Fazemos um P&D virtual. Nós não temos um P&D verticalizado muito menos no Brasil. Nós terceirizamos tudo e muitos não existem aqui (Entrevistado 8).

[...] foi o que eu disse, é uma inovação virtual; é a gestão dos parceiros que contratamos, desde a clonagem até a fase clínica (Entrevistado 11).

Gerenciar a conexão entre as etapas da cadeia de pesquisa de determinadomedicamento poderia estimular grupos de pesquisa especializados a se conectarem para dar continuidade a este desenvolvimento até, pelo menos, a etapa pré-clínica em um modelo de rede de inovação, há muito falado por Lundvall (1992):

Quero identificar alvos para um câncer de pâncreas; vou pesquisar uma instituição [...] que domine ferramentas moleculares capaz de identificar alvos através de proteômica, genômica, etc e também que tenha capacidade de gerar anticorpos com as tecnologias mais modernas ou que se associe a um grupo que tenha (porque é difícil ter tudo em um só lugar) (Entrevistado 8).

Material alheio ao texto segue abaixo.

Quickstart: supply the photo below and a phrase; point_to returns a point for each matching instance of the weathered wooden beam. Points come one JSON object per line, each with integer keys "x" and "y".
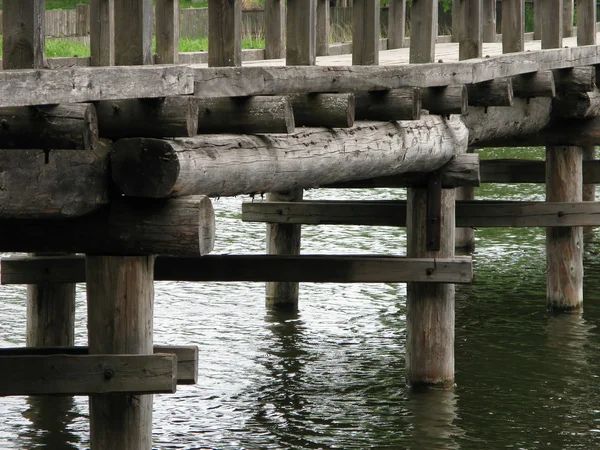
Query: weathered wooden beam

De acordo com entrevistados, a adoção de“plataformas de conhecimento” deve ser utilizada no Brasil:

Aí você tem que ir além do produto. As PDPs são por produto. Então, assim...eu tenho que fazer rivastigmina transdérmica. O cara vai fazer rivastigmina transdérmica (!). Não, eu tenho que dominar a plataforma de transdermia. Esse é o jogo. E o primeiro produto que vou testar isso é a rivastigmina transdérmica, entendeu? (Entrevistado 6).

Quero identificar alvos para um câncer de pâncreas; vou pesquisar uma instituição que tenha esta plataforma bem estabelecida, que tenha cultura primária de

edemocarcinoma, que tenha ensaio celular que simule aquilo, que domine ferramentas moleculares capaz de identificar alvos através de proteômica, genômica, etc e também que tenha capacidade de gerar anticorpos com as tecnologias mais modernas ou que se associe a um grupo que tenha (porque é difícil ter tudo em um só lugar) (Entrevistado 8).

O conceito de Plataformas de Conhecimento já foi regulamentado pelo Decreto 8269/2014 (BRASIL, 2014b) que instituiu o Programa Nacional de Plataformas do Conhecimento (PNPC), com objetivos de relizar encomenda tecnológica e estimular a parceria entre empresas e instituições de pesquisa científica e tecnológica através de contratação regulada pela Lei de Inovação (BRASIL, 2004). Entretanto, considerando as manifestações dos entrevistados acima, esta parece ser mais uma regulamentaçãoo que não “pegou” no Brasil.